Portrait of a Captain's Wife

An Oil Painting of Rebecca Benson

Original content by: Bethany Bonner

zoomable artifact image here

About This Artifact

This portrait of Rebecca Benson, wife of Captain Timothy Benson is an oil painting likely painted while in port during a voyage aboard the bark Martha Davis.  This merchant ship out of Boston, under the command of Captain Benson, traveled to Honolulu, Hawaii, Hong Kong, and Manila around 1880. The Benson's were accompanied by their daughter, Clara Benson, who is the subject of a companion portrait.
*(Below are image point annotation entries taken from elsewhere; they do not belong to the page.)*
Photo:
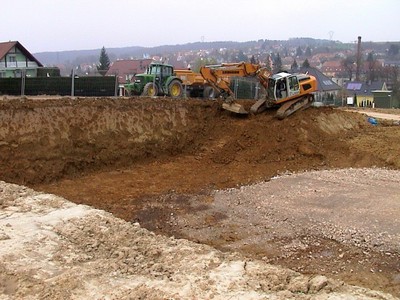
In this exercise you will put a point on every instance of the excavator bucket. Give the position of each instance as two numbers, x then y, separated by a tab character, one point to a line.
234	107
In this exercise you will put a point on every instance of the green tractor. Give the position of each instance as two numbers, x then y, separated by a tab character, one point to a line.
159	80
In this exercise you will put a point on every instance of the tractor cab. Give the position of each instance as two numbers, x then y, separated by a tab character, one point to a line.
283	85
160	71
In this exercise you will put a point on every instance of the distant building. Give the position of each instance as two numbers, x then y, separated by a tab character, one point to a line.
15	61
328	91
362	93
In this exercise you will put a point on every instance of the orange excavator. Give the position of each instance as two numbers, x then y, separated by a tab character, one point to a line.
290	92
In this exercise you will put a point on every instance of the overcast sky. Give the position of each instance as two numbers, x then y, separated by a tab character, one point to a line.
57	25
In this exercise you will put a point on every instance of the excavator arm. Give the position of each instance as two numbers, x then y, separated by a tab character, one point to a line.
218	76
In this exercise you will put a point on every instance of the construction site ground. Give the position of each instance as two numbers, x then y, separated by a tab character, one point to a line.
318	192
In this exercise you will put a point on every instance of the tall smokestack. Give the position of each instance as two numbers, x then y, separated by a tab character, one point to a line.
358	59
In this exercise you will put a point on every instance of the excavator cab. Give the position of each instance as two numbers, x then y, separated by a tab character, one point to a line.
282	86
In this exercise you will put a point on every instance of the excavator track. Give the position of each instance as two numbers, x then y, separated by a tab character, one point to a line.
292	106
259	106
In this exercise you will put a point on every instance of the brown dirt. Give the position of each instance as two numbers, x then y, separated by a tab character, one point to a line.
193	148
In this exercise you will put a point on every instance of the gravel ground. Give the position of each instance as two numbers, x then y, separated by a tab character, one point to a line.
53	249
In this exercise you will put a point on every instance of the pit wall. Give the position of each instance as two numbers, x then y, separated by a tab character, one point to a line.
43	140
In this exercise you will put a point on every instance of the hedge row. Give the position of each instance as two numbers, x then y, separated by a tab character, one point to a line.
83	86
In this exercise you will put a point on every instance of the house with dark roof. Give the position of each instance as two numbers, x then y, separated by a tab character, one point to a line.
327	90
126	69
362	93
16	60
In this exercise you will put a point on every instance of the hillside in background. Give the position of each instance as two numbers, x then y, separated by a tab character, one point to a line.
76	57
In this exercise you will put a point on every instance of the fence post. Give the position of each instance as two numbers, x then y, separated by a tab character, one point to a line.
23	80
116	90
73	83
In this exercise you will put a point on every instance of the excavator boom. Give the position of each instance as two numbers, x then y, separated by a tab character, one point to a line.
291	92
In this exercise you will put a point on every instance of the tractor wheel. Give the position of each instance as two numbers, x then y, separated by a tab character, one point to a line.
150	90
175	89
210	93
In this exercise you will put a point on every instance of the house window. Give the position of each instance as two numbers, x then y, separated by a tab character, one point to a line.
12	58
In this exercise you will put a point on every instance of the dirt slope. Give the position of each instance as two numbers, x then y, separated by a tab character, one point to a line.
145	160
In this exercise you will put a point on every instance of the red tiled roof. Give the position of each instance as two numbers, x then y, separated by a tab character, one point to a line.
128	67
7	46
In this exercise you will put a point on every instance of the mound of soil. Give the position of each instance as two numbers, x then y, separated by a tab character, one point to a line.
144	161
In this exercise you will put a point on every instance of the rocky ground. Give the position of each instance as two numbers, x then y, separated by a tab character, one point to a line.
317	193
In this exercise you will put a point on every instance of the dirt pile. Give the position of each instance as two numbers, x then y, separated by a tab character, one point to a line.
53	249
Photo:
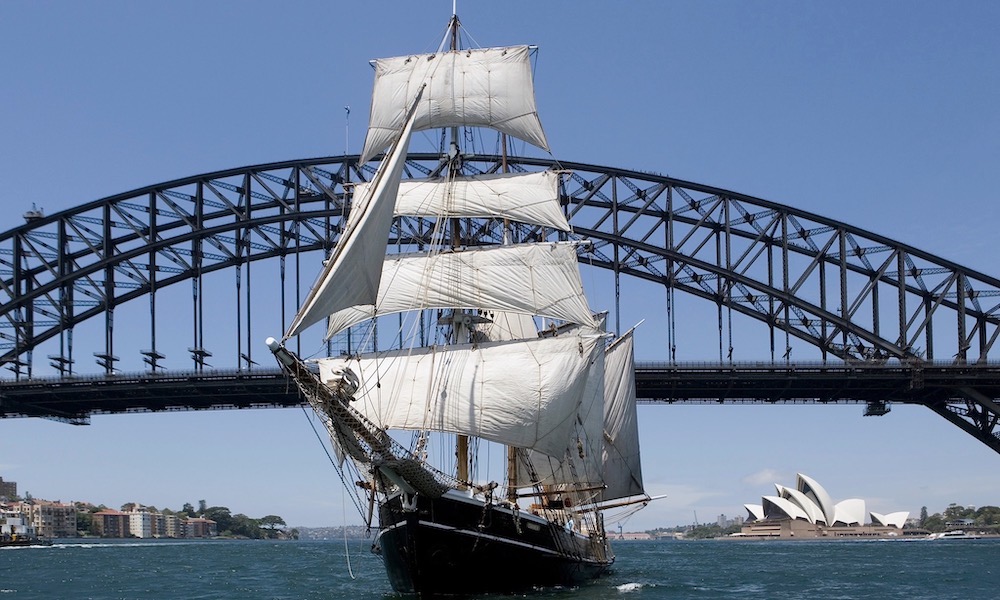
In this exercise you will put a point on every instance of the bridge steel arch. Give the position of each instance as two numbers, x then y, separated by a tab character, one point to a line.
850	293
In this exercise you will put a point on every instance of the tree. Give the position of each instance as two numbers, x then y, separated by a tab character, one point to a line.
243	526
271	522
221	515
988	515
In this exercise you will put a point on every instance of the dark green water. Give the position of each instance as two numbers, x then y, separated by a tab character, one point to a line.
911	570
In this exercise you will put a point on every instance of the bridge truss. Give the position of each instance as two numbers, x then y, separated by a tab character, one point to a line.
849	295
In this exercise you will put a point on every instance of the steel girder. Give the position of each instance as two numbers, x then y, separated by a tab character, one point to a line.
851	294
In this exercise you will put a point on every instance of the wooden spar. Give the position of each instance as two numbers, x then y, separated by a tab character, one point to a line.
595	507
555	492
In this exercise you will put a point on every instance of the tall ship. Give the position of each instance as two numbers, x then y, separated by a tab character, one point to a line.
488	443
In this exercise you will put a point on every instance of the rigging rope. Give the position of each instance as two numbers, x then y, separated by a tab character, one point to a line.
340	472
347	550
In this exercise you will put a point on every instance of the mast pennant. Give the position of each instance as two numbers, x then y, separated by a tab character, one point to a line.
351	275
488	87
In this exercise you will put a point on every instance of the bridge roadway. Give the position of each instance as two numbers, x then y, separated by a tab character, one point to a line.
954	391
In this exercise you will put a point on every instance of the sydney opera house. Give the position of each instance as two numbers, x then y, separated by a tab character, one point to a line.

This portrait was likely painted from life, however, little is known about who painted it.  During the 1800s, there were a large number of China Trade Artists who, for a small fee, would paint portraits of ships and people.  They did not, however, sign their work.  These artists had skillfully mastered the western style of painting or were learning it from painters such as George Chinnery — originally from Europe — living and painting in Chinese ports.

Often, these artists would pre-paint the background and have a portrait (of a person or a ship) ready in a day or two before the ship left port.  Not all of the portraits were painted from life, as some were painted from a photograph.  It can be noted that upon close inspection today, the backgrounds of many of these paintings are cracking.
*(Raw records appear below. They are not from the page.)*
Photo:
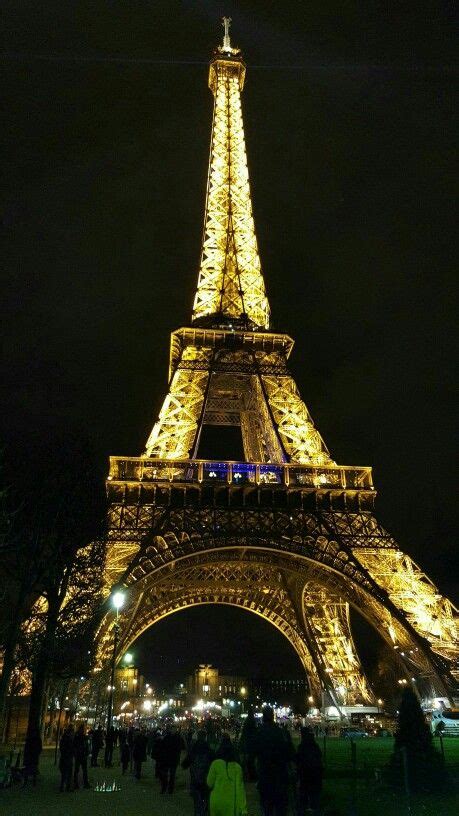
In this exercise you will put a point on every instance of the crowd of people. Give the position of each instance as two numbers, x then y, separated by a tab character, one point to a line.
219	765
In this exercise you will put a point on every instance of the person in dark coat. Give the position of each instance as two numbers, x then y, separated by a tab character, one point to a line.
32	750
125	756
155	751
169	751
139	752
309	773
273	756
198	760
66	758
247	745
109	744
97	743
80	752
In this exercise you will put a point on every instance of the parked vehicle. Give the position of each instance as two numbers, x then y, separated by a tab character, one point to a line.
353	733
445	722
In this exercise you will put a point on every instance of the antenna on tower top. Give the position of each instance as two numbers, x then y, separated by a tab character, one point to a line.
226	22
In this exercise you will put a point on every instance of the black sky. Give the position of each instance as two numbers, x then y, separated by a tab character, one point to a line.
347	111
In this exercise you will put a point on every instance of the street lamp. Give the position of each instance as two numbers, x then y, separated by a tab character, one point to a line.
243	691
117	600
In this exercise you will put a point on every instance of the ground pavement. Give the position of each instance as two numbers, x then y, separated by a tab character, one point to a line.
364	798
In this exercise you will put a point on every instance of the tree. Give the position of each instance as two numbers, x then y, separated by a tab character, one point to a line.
414	748
55	508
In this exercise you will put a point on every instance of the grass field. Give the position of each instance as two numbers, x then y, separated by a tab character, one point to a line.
362	796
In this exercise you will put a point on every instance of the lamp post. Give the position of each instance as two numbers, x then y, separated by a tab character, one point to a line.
118	601
243	691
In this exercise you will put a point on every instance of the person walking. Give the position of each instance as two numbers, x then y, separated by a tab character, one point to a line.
66	758
80	753
309	774
125	752
139	752
109	744
32	750
198	760
247	745
169	751
226	783
273	754
97	743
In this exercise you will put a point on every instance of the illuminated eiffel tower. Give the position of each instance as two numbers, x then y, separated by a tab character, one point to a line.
286	533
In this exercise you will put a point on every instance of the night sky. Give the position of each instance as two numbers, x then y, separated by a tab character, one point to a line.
347	112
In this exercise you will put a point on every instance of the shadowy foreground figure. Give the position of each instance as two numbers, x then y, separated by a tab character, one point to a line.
273	752
80	753
309	774
66	758
32	750
414	751
225	780
198	760
168	757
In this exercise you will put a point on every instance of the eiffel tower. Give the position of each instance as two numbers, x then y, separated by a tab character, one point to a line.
286	533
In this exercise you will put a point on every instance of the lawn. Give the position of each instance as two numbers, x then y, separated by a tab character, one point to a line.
361	797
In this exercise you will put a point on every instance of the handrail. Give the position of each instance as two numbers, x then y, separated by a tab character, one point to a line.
323	477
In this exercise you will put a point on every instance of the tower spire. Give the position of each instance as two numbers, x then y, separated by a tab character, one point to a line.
226	22
230	287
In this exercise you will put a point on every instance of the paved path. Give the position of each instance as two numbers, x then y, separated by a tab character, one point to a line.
134	799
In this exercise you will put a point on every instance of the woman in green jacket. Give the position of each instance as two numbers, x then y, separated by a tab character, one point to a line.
227	797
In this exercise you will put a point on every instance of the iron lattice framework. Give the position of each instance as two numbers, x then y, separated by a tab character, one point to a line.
286	534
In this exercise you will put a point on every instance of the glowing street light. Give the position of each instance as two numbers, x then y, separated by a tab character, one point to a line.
118	598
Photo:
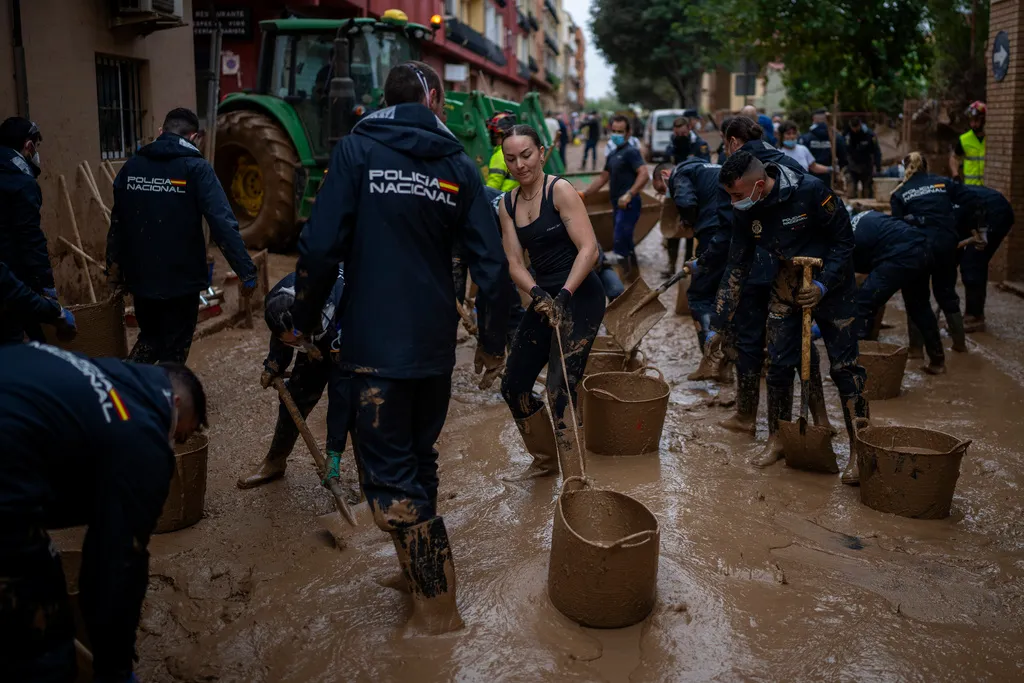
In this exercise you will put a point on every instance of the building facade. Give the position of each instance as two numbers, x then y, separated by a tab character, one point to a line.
97	80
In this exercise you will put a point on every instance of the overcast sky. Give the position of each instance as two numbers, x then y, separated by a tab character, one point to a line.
598	72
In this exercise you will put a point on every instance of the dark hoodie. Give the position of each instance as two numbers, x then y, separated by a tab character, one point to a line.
23	245
800	217
86	442
399	195
156	243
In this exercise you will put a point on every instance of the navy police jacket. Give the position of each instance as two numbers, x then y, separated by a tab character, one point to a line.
327	336
23	245
800	217
681	148
930	200
399	194
991	210
86	442
880	239
156	245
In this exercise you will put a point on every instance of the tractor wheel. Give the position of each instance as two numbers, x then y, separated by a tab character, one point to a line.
256	163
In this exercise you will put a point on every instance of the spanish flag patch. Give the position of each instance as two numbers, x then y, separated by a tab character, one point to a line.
122	412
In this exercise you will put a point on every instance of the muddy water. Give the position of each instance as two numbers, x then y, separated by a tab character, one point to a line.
774	573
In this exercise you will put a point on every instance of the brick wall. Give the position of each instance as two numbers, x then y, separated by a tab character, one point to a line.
1005	135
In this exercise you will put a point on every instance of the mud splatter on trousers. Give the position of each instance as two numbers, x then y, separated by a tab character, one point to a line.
394	425
37	630
165	329
535	345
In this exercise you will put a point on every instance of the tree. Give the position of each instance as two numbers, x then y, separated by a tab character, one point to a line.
670	38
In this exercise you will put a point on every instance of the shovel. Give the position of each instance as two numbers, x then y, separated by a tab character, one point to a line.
333	484
637	310
807	446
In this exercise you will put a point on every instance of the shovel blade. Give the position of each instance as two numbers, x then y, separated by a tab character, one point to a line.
627	326
811	451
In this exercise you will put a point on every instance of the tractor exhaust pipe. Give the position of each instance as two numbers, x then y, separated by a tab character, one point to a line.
341	101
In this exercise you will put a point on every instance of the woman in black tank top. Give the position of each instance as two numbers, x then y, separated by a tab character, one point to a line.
546	216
The craquelure that is seen in the painting is a result of the surface paint drying faster, perhaps due to the fast pace it was executed.  In some cases, the paintings by China Trade painters may have been rolled up wet and stored until the ship returned to their homeport.  In others, the paintings were delivered with a carved, wooden, "Chinese Chippendale style" frame.

The paintings were often souvenirs for the seamen who purchased them.  As such, they have typically not been taken seriously by art historians.  Many art historians believe them to be "decorative" art, given the paintings typically have anonymous artists and subject matter.

Questions for Further Thought

  1. How does this portrait fit into the style of painting during the late 19th century?
  2. If this portrait could speak, what would it say?
  3. What would be a similar genre of painting to compare this portrait to in today's art world?